Marthe D’Ombrain, CSL’s head of global research innovation said, “Australian researchers have an excellent reputation globally for producing high quality, novel research. The CSL Research Acceleration Initiative is designed to enhance research commercialisation through partnerships in promising discovery programs.
“Through these partnerships, CSL provides valuable access to our deep R&D expertise and we work alongside world-class researchers who are at the forefront of innovation. Ultimately we hope that these partnerships will lead to a stronger pipeline of promising discoveries being translated into new medicines.”
Recipients of the 2020 funding round include researchers from the University of Western Australia, The University of Queensland and two groups from QIMR Berghofer.
Professor Livia Hool from The University of Western Australia is developing a novel therapeutic for the treatment of hypertrophic cardiomyopathy, an inherited heart disorder that affects over 20 million people globally and is the leading cause of sudden cardiac death in people under 35.
"Researching a new drug candidate, she aims to treat or even prevent the development of hypertrophy – a condition in which the heart muscle becomes abnormally thick," said CSL in a statement.
Associate Professor Mark Coulthard and Professor Trent Woodruff of the University of Queensland are developing a new therapeutic candidate to prevent and repair damage to the thin membrane that lines the inside of the heart and blood vessels known as endothelial tissue.

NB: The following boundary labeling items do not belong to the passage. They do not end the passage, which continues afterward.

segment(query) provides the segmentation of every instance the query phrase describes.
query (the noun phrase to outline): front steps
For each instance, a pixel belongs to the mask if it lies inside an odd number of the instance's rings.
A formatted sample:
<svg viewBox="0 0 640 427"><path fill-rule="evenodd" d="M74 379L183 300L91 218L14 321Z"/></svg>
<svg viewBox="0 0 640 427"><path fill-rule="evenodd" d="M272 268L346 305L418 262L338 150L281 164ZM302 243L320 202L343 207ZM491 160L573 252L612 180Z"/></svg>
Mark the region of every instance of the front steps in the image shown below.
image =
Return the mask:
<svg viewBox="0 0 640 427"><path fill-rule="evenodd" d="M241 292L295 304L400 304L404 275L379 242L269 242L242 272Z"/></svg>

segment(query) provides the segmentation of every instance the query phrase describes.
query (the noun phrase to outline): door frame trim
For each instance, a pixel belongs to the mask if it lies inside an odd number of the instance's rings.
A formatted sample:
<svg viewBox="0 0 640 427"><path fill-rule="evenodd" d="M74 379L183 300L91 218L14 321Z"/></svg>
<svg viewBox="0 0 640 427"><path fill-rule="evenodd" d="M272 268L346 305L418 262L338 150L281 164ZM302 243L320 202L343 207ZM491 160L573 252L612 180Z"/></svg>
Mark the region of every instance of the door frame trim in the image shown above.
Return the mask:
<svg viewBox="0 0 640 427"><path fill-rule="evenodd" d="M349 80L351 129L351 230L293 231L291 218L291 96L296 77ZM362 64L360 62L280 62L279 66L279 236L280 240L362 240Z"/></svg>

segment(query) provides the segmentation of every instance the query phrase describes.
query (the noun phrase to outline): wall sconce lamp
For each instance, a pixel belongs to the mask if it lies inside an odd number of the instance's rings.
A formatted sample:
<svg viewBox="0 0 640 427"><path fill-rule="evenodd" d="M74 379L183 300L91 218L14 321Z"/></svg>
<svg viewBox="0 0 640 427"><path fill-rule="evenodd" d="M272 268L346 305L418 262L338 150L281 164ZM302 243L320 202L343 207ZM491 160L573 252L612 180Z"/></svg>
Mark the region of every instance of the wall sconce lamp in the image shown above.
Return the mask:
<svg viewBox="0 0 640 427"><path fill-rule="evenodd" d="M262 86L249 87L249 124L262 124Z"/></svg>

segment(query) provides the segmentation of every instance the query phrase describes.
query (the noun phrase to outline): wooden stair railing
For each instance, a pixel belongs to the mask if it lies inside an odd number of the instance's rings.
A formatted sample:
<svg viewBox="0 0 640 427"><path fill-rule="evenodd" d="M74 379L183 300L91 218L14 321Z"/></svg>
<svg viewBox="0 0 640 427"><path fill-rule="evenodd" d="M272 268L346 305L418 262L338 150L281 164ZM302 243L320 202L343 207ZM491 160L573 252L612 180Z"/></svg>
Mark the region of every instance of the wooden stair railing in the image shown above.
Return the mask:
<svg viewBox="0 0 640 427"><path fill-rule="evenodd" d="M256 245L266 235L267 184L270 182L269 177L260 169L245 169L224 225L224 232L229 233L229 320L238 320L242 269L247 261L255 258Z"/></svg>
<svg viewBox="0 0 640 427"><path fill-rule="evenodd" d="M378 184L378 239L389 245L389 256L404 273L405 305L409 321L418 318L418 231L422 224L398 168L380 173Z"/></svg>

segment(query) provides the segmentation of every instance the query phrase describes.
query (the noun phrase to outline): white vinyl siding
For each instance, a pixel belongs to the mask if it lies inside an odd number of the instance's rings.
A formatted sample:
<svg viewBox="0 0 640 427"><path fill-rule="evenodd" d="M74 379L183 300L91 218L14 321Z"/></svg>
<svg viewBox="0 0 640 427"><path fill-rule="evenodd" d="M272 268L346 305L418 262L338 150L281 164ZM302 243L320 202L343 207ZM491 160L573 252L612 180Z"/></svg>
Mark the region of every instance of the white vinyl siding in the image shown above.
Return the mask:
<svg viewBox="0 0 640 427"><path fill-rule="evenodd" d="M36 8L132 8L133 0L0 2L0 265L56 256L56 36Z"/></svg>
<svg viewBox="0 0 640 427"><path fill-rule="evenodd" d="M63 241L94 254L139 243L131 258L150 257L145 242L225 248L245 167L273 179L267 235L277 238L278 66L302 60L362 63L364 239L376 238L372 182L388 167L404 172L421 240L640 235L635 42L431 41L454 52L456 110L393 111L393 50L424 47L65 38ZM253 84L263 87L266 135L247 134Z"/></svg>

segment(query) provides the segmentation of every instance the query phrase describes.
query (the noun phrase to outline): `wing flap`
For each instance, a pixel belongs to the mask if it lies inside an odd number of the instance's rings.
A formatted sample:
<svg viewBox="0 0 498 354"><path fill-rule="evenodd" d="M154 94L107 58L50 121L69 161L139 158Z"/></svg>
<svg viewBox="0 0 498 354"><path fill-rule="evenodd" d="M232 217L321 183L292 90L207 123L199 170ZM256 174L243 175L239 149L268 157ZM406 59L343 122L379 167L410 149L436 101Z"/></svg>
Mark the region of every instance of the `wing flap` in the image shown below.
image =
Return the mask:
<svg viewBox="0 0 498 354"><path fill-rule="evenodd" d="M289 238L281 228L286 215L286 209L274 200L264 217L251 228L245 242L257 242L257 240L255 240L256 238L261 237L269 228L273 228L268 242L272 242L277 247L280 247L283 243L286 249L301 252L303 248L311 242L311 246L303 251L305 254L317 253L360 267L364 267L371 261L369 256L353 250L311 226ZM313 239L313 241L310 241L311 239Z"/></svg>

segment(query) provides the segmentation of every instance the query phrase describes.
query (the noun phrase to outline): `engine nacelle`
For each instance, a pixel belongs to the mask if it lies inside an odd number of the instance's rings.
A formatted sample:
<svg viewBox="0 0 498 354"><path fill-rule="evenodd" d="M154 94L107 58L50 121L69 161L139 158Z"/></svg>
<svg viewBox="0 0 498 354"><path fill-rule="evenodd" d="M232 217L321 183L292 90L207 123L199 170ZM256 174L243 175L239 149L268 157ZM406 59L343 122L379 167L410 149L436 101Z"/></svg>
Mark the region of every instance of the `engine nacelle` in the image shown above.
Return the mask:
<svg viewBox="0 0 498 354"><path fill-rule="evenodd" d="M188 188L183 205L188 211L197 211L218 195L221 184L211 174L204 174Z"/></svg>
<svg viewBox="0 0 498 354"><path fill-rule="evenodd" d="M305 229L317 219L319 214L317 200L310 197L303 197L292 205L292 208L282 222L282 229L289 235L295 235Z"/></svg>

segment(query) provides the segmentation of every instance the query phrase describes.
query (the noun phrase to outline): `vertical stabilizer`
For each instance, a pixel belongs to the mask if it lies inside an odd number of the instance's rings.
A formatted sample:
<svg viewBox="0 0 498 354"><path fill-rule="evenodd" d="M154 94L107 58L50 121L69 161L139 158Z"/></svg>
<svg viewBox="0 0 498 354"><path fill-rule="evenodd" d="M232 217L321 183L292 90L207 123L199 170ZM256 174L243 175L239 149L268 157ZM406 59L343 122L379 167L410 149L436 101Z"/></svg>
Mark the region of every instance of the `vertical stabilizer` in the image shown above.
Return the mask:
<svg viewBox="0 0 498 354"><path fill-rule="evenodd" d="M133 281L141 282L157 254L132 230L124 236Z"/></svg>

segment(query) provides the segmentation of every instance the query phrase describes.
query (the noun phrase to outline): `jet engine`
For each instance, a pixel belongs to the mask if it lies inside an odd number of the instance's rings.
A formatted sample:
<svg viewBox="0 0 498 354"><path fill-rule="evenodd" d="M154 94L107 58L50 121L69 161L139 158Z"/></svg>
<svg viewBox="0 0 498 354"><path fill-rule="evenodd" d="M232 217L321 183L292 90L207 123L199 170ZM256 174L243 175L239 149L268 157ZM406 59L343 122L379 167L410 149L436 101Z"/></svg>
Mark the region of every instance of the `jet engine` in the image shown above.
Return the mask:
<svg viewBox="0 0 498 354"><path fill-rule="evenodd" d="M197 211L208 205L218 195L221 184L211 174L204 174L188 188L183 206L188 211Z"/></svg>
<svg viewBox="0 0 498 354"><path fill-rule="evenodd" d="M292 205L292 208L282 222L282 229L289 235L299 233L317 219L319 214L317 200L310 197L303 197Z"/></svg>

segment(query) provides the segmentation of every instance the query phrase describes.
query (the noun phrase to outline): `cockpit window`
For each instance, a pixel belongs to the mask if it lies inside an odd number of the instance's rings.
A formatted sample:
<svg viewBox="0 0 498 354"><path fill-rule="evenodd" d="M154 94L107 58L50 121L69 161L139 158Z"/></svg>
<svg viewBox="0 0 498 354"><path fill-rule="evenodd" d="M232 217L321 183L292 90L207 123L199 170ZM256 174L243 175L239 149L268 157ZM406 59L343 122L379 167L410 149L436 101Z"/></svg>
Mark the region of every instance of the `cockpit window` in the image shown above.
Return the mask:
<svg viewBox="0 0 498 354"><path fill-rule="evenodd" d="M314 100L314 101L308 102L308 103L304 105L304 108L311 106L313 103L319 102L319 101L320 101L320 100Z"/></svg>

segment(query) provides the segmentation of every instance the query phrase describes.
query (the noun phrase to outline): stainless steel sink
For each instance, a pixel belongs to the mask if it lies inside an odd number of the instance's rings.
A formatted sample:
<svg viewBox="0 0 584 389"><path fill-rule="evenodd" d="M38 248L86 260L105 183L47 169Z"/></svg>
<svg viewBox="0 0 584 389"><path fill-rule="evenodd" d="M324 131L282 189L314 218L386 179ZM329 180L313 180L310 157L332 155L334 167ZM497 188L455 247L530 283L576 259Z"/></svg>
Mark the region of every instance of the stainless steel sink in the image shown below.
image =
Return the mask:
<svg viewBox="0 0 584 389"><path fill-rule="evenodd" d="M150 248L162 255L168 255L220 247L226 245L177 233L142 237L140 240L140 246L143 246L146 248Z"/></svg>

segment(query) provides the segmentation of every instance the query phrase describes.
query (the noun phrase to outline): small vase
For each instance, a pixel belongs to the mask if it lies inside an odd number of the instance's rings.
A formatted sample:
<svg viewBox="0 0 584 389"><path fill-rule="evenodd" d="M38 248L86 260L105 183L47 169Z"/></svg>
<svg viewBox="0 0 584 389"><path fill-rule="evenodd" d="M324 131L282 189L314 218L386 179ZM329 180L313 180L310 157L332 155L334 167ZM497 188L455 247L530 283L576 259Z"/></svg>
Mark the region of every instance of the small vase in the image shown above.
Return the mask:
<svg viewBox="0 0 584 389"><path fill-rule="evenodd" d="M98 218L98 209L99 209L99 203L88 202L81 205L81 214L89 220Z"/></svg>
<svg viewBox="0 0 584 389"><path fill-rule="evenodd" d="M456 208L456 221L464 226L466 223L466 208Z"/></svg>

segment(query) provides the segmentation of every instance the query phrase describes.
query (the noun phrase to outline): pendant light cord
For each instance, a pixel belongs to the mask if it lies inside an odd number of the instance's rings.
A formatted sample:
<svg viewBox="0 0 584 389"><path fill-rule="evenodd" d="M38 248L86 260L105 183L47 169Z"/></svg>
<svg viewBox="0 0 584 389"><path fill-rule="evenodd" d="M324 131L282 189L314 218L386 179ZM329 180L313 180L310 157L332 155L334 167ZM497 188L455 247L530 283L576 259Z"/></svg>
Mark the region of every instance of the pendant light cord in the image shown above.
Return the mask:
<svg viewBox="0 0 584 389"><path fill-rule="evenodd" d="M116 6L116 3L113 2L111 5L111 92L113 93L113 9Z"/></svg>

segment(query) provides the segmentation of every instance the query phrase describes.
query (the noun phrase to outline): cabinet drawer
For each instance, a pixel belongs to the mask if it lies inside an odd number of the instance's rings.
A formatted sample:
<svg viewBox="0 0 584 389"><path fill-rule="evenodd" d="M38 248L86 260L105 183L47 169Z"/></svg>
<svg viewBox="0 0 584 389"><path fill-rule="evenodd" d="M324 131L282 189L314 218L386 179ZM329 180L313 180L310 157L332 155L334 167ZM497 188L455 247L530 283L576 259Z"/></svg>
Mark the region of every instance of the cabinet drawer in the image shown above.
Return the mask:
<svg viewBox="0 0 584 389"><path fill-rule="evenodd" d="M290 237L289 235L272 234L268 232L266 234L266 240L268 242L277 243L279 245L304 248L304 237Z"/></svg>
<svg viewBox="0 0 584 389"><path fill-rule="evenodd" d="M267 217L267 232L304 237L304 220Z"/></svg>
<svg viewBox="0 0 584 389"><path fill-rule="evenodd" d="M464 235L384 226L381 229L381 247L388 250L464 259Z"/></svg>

Associate Professor Michelle Wykes of the QIMR Berghofer is exploring a new immunological target for the treatment of rare autoimmune diseases such as systemic lupus erythematosus, Sjogren’s syndrome, and dermatomyositis.
Professor Christian Engwerda, who is also at the QIMR Berghofer,is investigating an immunological target to improve stem cell transplantation and treat autoimmune conditions as well as Graft vs Host Disease.
Dr D’Ombrain said the work is in areas of medical research where there is often limited or no existing treatment for patient conditions.
“We look forward to helping transform these ideas into ground-breaking therapies to improve the lives of people living with these conditions.”